PerfBench: Can Agents Resolve Real-World Performance Bugs?
- URL: http://arxiv.org/abs/2509.24091v2
- Date: Thu, 16 Oct 2025 17:31:16 GMT
- Title: PerfBench: Can Agents Resolve Real-World Performance Bugs?
- Authors: Spandan Garg, Roshanak Zilouchian Moghaddam, Neel Sundaresan,
- Abstract summary: PerfBench is a benchmark comprising 81 real-world performance bug-fixing tasks from GitHub.<n>PerfBench features a novel evaluation harness that allows agents to generate their own performance benchmarks.<n>We develop OpenHands-Perf-Agent, which incorporates performance-aware tooling and instructions and achieves a 20% success rate on the benchmark.
- Score: 4.879400115033142
- License: http://creativecommons.org/licenses/by-nc-nd/4.0/
- Abstract: Performance bugs are inefficiencies in software that waste computational resources without causing functional failures, making them particularly challenging to detect and fix.

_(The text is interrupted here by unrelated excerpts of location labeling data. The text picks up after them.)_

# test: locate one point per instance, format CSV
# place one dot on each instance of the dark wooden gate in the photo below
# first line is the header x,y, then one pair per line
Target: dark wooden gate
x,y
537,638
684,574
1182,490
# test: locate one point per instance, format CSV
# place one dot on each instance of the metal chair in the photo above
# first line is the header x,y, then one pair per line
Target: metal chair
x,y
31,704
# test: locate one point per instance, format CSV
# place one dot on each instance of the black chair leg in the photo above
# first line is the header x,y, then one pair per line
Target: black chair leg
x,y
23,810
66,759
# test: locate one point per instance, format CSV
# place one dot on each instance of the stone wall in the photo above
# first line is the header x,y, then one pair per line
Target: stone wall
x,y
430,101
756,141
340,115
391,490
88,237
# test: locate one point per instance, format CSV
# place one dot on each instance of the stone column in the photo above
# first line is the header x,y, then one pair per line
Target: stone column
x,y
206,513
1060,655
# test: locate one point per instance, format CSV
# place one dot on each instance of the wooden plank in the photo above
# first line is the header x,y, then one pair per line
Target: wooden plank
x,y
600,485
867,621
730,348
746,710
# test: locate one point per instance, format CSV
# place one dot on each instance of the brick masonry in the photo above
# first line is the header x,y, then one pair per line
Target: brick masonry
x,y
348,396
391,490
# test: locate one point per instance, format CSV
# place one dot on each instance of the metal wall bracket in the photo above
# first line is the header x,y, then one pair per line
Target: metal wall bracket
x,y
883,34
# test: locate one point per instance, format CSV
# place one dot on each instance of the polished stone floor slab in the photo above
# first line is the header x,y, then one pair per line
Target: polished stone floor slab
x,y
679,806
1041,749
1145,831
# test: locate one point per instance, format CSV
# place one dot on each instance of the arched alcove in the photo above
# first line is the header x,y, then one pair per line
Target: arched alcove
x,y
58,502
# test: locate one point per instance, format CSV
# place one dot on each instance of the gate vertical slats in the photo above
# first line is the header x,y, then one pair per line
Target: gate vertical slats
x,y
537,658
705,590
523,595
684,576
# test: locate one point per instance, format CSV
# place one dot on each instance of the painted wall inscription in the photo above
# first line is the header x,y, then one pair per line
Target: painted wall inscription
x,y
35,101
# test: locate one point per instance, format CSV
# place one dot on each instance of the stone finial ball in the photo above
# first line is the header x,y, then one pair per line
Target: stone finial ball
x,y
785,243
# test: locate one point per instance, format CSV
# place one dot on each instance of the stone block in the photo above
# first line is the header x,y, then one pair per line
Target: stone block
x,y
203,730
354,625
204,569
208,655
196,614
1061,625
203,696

While recent advances in Software Engineering agents have shown promise in automated bug fixing, existing benchmarks primarily focus on functional correctness and fail to evaluate agents' abilities to identify and resolve non-functional issues like performance bugs. We introduce PerfBench, a benchmark comprising 81 real-world performance bug-fixing tasks from popular .NET repositories on GitHub. Unlike existing benchmarks that rely on pre-existing test suites, PerfBench features a novel evaluation harness that allows agents to generate their own performance benchmarks and validates fixes by comparing execution metrics collected for developer fix and agent fix. Each task in PerfBench is derived from actual developer fixes linked to performance-related issues, which are then verified by human experts, ensuring real-world relevance. Our evaluation reveals that current state-of-the-art coding agents struggle with performance optimization tasks, with baseline OpenHands agent achieving only a ~3% success rate on our benchmark. We develop OpenHands-Perf-Agent, which incorporates performance-aware tooling and instructions and achieves a ~20% success rate on the benchmark. We show that by ensuring the agent has proper instructions to benchmark its changes and tooling for benchmark output processing, we can improve the agent performance significantly, but room for improvement still remains. PerfBench provides a challenging test set for furthering the capabilities of agents in fixing performance issues.